The number of special education pupils has grown in Israel by leaps and bounds. It has been one of the fastest-growing components within the Education Ministry’s budget in recent years. While this budget grew in real terms by 94% between 2005 and 2019, the special education budget increased by 267%. The share of the special education budget within the total Ministry of Education budget grew from 7% to 13%, while the percentage of students with special needs grew from 6.5% to 11%.
In Israel, the number of such pupils grew by more than 50% between 2010 and 2018, and their share out of all students increased from 8.3% to 10.4%.
By comparison, the number of special education pupils in the US grew during that period by only seven percent between 2010 and 2018, and their share out of the total number of pupils dropped from 13.7% to 13.2%.
This is due not so much to an increase in the birth of such children in Israel but to much greater awareness and more frequent diagnosis of such disabilities.
Now a new study by the independent, non-political Taub Center for Social Policy in Israel has taken an in-depth look at what is being done with this money and made recommendations on how to improve the pupils’ learning and better spend the government’s allocations.
The research, conducted by Nachum Blass, principal researcher and Chair of the Taub Center’s education policy program, looks at the developments in the special education budget and the division of the budget among the various special education institutional settings.
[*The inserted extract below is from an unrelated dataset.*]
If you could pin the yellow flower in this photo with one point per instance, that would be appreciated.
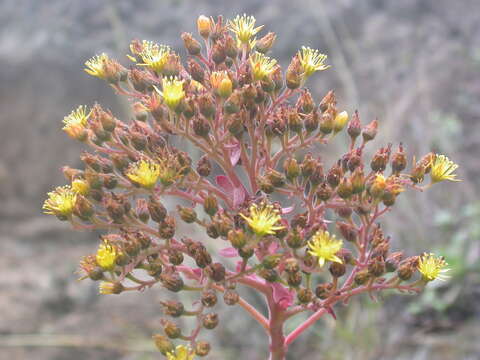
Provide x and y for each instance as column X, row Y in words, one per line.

He found that 17 years ago, the number of special-needs pupils totaled 111,515; two years ago, it had grown to 248,488. Two-fifths of special education pupils are not integrated into regular schools, and they benefit from about 60% of the special education budget. Pupils with similar disabilities and similar levels of functioning are budgeted differently, depending on the educational setting they are in.
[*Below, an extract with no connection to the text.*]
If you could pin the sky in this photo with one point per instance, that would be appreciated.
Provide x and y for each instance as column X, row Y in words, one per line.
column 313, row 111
The committee headed by former Supreme Court Justice Dalia Dorner recommended reforms to the Special Education Law, but sadly, these have yet to be adopted.
Blass, who was assistant director and director of the Office of the Chief Scientist in the Education Ministry, describes in his study the factors that determine the size of the special education budget and suggests ways to change the budgeting principles currently in use with the goal of slowing the growth of the budget and allocating it in a more equitable and just manner.
He found that pupils with similar disabilities and similar levels of functioning are budgeted differently, depending on the educational institutional setting they are in. Pupils are allocated a larger budget if they attend a special education school or are in a special-education class than in a regular education framework. This, he writes, is justified when pupils have different needs but not when they have the same disability and the same level of functioning.
About three-fifths of the special-education budget is allocated to pupils in separate settings, with the rest going to pupils who are integrated into regular schools. The result is that a pupil with special needs who attends a separate setting is allocated 2.5 times more budget than one who attends a regular educational institutional setting.
A lack of professional and reliable tools for diagnosing the level of functioning among special-needs pupils said Blass, who believes that the Israeli education system does not currently possess a reliable tool for classifying those with each type of disability according to their level of functioning.
Transportation costs are a significant component in the special education budget, particularly transportation to and from special education schools that are more distant from the children’s neighborhoods.
The Dorner Committee made three main recommendations – the right of parents with a special needs child to choose their child’s type of educational institutional setting; budgeting according to the level of functioning rather than only according to the type of disability; and linking the budget to the child rather than the educational setting — is desirable from an educational and social perspective and will lead to significant budget savings. Blass insists that these recommendations should be implemented decisively and to the letter to achieve the educational and social goals underlying them and the ministry’s declared objectives.
Taub Center president Prof. Avi Weiss commented that “it appears that, apart from the significant increase in the number of pupils with special needs for one reason or another, there has also been overuse of expensive educational settings – separate schools and classes – rather than integrating them in regular classes. To improve the efficiency of the special education system in particular and the education system in general, it is important to establish more transparent and egalitarian criteria and to implement them with determination and consistency.”